The newer your equipment is, the more susceptible it is to spikes and other noise. Though this may sound counterintuitive, it is a product of technology manufacturers’ endless pursuit of efficiency. As the instruments’ semiconductors run at lower, and therefore more energy efficient voltage amplitudes, line spikes have a much larger proportional impact. Consider an older machine with a voltage amplitude of 5 volts against a newer machine with a voltage amplitude of 1.5 volts. A spike of 3 volts produces 160 percent of the expected voltage in the old system. In the newer machine, it produces 300 percent—a far greater proportional impact.
This is something to keep in mind over time as aging machines are rotated out. While an older machine may chug along for years without many noise-related issues, a newer machine may experience the negative effects of noise right away. Lab managers should be sure to consult with their equipment dealers and installers as to how sensitive each piece of machinery is relative to the machine it is replacing. They should also perform comprehensive testing throughout their space to gauge where noise plays the largest role. Just as you wouldn’t put a low-light plant in a high-light windowsill, nor should you put a fresh, highly sensitive new machine in an area where significant noise is unavoidable.
Proximity matters
Remember, machines do not need to be touching for noise to carry over. Introducing some distance between heavy duty equipment is a recommended precaution. Distance matters for power protection products too: each power conditioner should be positioned within 15 feet (4.6 m) of the machine(s) it protects, to prevent the power signal from acquiring noise after it is cleaned.
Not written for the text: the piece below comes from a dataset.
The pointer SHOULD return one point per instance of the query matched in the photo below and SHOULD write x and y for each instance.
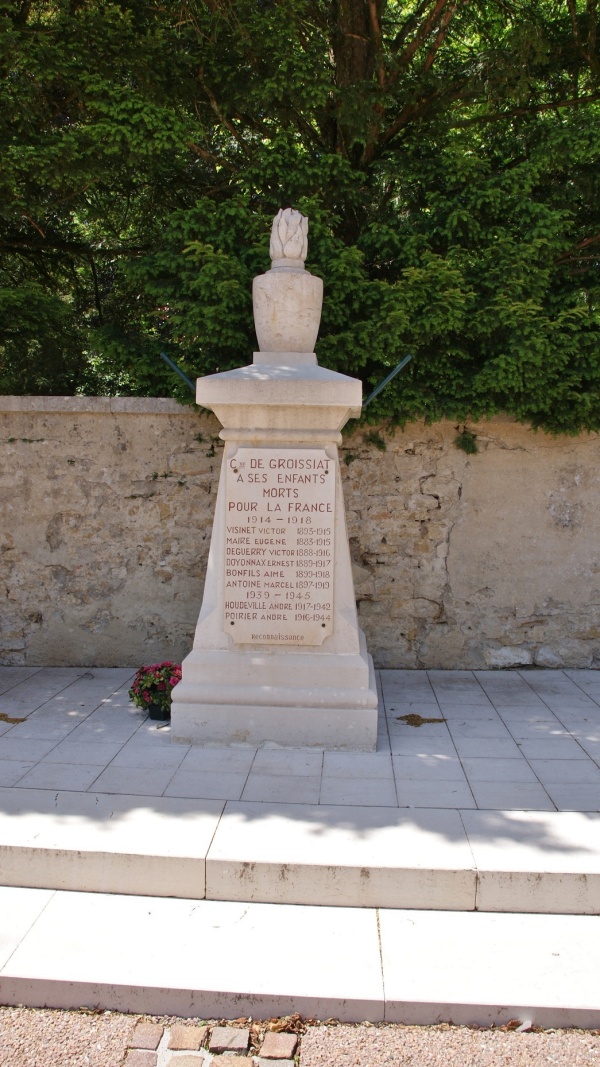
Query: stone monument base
(311, 700)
To ensure that the appropriate proximity between conditioners and equipment is satisfied, lab managers are advised to opt for several smaller conditioners rather than a lower number of large conditioners cleaning power for a sprawling array. Managers should incorporate space and infrastructure for these conditioners into the overall laboratory design, leaving plenty of room in panels, busways, and conduits to run clean power as applications change.
Use proper products
Lab managers should consult with a power management expert to determine which pieces of equipment should be protected by a power conditioner. Although surge protectors and backup generators alone are not enough, they are a good first step in handling unexpected outages.
A surge protector, more appropriately labeled a surge diverter, simply redirects voltage back into the ground, which can potentially distribute noise throughout the system. A more comprehensive way to deal with surges is by pairing a diverter with a noise filter and a low-impedance isolation transformer. This will keep equipment safe from surges while conditioning consistent power, too.
Though useful, backup generators are a half-measure. They take precious time to get equipment up and running, may not support full performance, and do not condition the power they provide. To bridge the gap between a power incident and the start of a generator, lab managers will want to introduce a power conditioned uninterruptible power supply, which will not only prevent downtime in emergencies, but will also provide clean power under normal operation.
Ultimately, lab managers setting up a new space have their hands full when it comes to preparing their power environment. That said, as long as they know the dangers of downtime, the ubiquity of electrical noise, the true sensitivity of their machines, and the importance of proximity, they should be positioned well to start their power protection plan.